I disagree techies are socially progressive as a whole; there is very minimal, almost no push for labor rights or labor protection even though our group is disproportionately hit with abusing employees under the visa program.
Labor protections are generally seen as a fiscal issue, rather than a social one. E.g. libertarians would usually be fine with gay rights but against greater labor regulation.
They are a business and operate in the objective reality that a product that can generate imagery like child porn draws intense scrutiny from investors and law makers. Not to mention they have their own moral compass that they don't feel comfortable giving away a tool that they feel can do harm.
The talk of "safety" and harm in every image or language model release is getting quite boring and repetitive. The reasons why it's there is obvious and there are known workarounds yet the majority of conversations seems to be dominated by it. There's very little discussion regarding the actual technology and I'm aware of the irony of mentioning this. Really wish I could filter out these sorts of posts.

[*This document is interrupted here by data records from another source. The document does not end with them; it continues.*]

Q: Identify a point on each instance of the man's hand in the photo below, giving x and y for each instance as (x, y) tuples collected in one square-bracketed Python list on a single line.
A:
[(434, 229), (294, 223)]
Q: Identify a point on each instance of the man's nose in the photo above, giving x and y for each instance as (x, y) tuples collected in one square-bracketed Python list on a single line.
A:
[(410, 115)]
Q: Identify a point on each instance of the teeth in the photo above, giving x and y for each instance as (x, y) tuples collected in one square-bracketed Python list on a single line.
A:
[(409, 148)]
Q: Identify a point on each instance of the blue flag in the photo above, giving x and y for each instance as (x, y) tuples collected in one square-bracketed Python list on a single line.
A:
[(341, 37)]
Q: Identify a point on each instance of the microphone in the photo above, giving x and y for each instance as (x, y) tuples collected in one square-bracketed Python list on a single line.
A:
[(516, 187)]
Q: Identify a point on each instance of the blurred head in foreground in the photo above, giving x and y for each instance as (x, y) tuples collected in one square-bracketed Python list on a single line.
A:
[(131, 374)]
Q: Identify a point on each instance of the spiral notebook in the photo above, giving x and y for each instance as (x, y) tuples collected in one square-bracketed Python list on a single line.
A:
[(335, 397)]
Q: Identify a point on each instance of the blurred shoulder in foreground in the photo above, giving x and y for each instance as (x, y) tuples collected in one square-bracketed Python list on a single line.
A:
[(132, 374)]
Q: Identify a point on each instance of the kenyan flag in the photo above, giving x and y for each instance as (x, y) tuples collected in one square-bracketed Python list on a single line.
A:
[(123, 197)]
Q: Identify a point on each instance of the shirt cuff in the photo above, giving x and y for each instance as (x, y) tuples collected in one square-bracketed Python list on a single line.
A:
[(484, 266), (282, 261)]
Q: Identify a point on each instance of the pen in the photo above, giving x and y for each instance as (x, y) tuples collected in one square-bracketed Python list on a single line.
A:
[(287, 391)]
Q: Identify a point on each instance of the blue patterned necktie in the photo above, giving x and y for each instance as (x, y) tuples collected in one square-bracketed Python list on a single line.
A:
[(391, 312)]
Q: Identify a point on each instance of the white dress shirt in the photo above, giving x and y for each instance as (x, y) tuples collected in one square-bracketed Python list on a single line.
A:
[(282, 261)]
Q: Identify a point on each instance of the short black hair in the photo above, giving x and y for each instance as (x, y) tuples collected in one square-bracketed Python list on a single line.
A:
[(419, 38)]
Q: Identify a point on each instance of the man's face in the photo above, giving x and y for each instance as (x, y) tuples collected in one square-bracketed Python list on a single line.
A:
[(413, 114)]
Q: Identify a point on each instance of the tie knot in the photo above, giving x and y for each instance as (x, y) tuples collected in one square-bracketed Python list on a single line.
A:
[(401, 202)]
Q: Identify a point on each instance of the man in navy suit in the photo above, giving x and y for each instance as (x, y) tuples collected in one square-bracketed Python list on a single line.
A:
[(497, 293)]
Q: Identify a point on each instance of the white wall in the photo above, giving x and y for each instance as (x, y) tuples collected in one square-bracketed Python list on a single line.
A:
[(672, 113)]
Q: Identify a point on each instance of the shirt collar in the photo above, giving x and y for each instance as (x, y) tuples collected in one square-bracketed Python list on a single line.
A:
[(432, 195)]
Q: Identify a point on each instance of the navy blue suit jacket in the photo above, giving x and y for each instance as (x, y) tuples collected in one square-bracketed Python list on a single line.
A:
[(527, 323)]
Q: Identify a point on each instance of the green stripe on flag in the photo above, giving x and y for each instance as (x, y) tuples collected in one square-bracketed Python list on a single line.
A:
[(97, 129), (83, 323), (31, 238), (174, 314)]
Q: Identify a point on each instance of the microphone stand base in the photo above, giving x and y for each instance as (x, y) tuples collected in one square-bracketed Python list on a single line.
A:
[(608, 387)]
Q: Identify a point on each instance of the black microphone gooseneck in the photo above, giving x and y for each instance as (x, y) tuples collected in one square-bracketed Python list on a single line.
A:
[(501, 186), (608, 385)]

Hopefuly it dies down soon but I doubt it. At least we don't have to hear garbage about
"WHy doEs opEn ai hAve oPEn iN thE namE iF ThEY aReN'T oPEN SoURCe"
I hope the safety conversation doesn't die. The societal effects of these technologies are quite large, and we should be okay with creating the space to acknowledge and talk about the good and the bad, and what we're doing to mitigate the negative effects.
In any case, even though it's repetitive, there exists someone out there on the Interwebs who will discover that information for the first time today (or whenever the release is), and such disclosures are valuable. My favorite relevant XKCD comic: https://xkcd.com/1053/
I get that but it just overshadows the technical stuff in nearly every post. And it's just low hanging fruit to have a discussion over. But you're probably right with that comic, I spend so much time reading about ai stuff.
Some notes:
- This uses a new type of diffusion transformer (similar to Sora) combined with flow matching and other improvements.
- This takes advantage of transformer improvements & can not only scale further but accept multimodal inputs..
- Will be released open, the preview is to improve its quality & safety just like og stable diffusion
- It will launch with full ecosystem of tools
- It's a new base taking advantage of latest hardware & comes in all sizes
- Enables video, 3D & more..
- Need moar GPUs..
- More technical details soon
>Can we create videos similar like sora
Given enough GPUs and good data yes.
>How does it perform on 3090, 4090 or less? Are us mere mortals gonna be able to have fun with it ?
Its in sizes from 800m to 8b parameters now, will be all sizes for all sorts of edge to giant GPU deployment.
(adding some later replies)
>awesome. I assume these aren't heavily cherry picked seeds?
No this is all one generation. With DPO, refinement, further improvement should get better.
>Do you have any solves coming for driving coherency and consistency across image generations? For example, putting the same dog in another scene?
yeah see @Scenario_gg's great work with IP adapters for example. Our team builds ComfyUI so you can expect some really great stuff around this...
>Dall-e often doesn’t even understand negation, let alone complex spatial relations in combination with color assignments to objects.
Imagine the new version will. DALLE and MJ are also pipelines, you can pretty much do anything accurately with pipelines now.
>Nice. Is it an open-source / open-parameters / open-data model?
Like prior SD models it will be open source/parameters after the feedback and improvement phase. We are open data for our LMs but not other modalities.
>Cool!!! What do you mean by good data? Can it directly output videos?
If we trained it on video yes, it is very much like the arch of sora.